BAE Systems Respond To Mobile Protected Firepower Trial No-Show Reports

BAE Systems has issued a response to media reports that it had yet to deliver prototypes of its Mobile Protected Firepower vehicles for US Army evaluation. The company confirmed that it had yet to deliver the prototypes, but said that it would do so in time for evaluation.

In response to inquiries by Overt Defense, BAE Systems spokesperson Amanda Niswonger said:

“BAE Systems is working to deliver our Mobile Protected Firepower prototypes to the Army, and plan to do so in time for the Soldier Vehicle Assessment. We are working on a clear path with the Army on a delivery schedule, and remain committed to getting our offering in the hands of the Soldiers who need a lightweight direct-fire weapon system to support Airborne and Light Infantry units.”

A Griffin II prototype on display during a visit by then Secretary of the Army Ryan D. McCarthy to GDLS’ Detroit facility in April 2020. (US Army)

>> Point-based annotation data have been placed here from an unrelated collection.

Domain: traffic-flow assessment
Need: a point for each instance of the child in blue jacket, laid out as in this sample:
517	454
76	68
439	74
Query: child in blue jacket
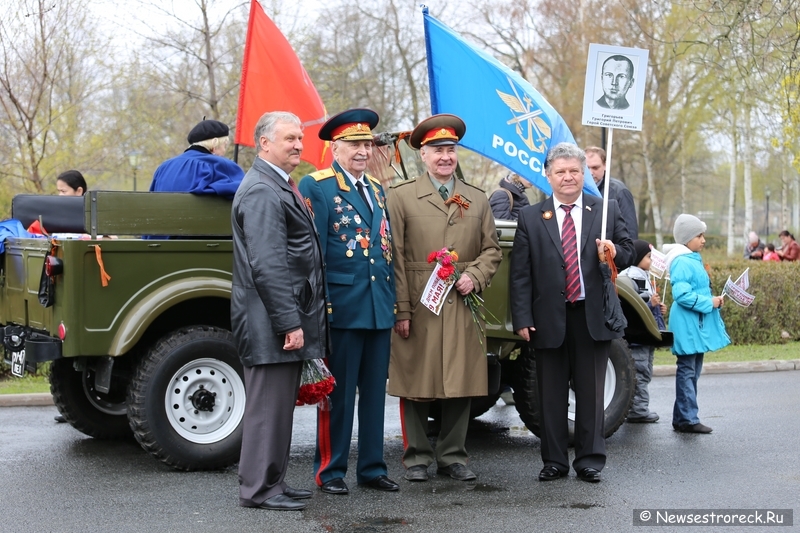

The response follows a report by Janes last week that while the Soldier Vehicle Assessment had begun on 4 January, only General Dynamics Land Systems’ competing Griffin II had the required 12 prototypes delivered to the Army for the five-month evaluation. The article cited a GDLS spokesperson stating that the 12th and final prototype had been delivered in December 2020. Four of the 12 prototypes of each candidate will be tested by soldiers.

Overt Defense understands that the Army will not be conducting simultaneous evaluations of the two candidates, meaning that the delayed delivery may not affect the BAE Systems entry’s chances as speculated recently. This concurs with a statement to Janes by director for public and congressional affairs for the Program Executive Office for Ground Combat Systems, Ashley John, who said: “We will continue to receive the remaining prototypes throughout fiscal year 2021”.

The Army downselected the two candidates in 2018. GDLS’ Griffin II is mechanically based on the ASCOD armored fighting vehicle, mated to a turret derived from that of the M1A2 Abrams and using its fire control systems. BAE Systems’ candidate is an extensively modernized derivative of the M8 Buford light tank that won the Armored Gun System contest in the 1990s only for the program to be cancelled, even retaining the C-130 transportability of the original M8 in addition to the program requirements of two MPFs fitting in a single C-17 Globemaster III.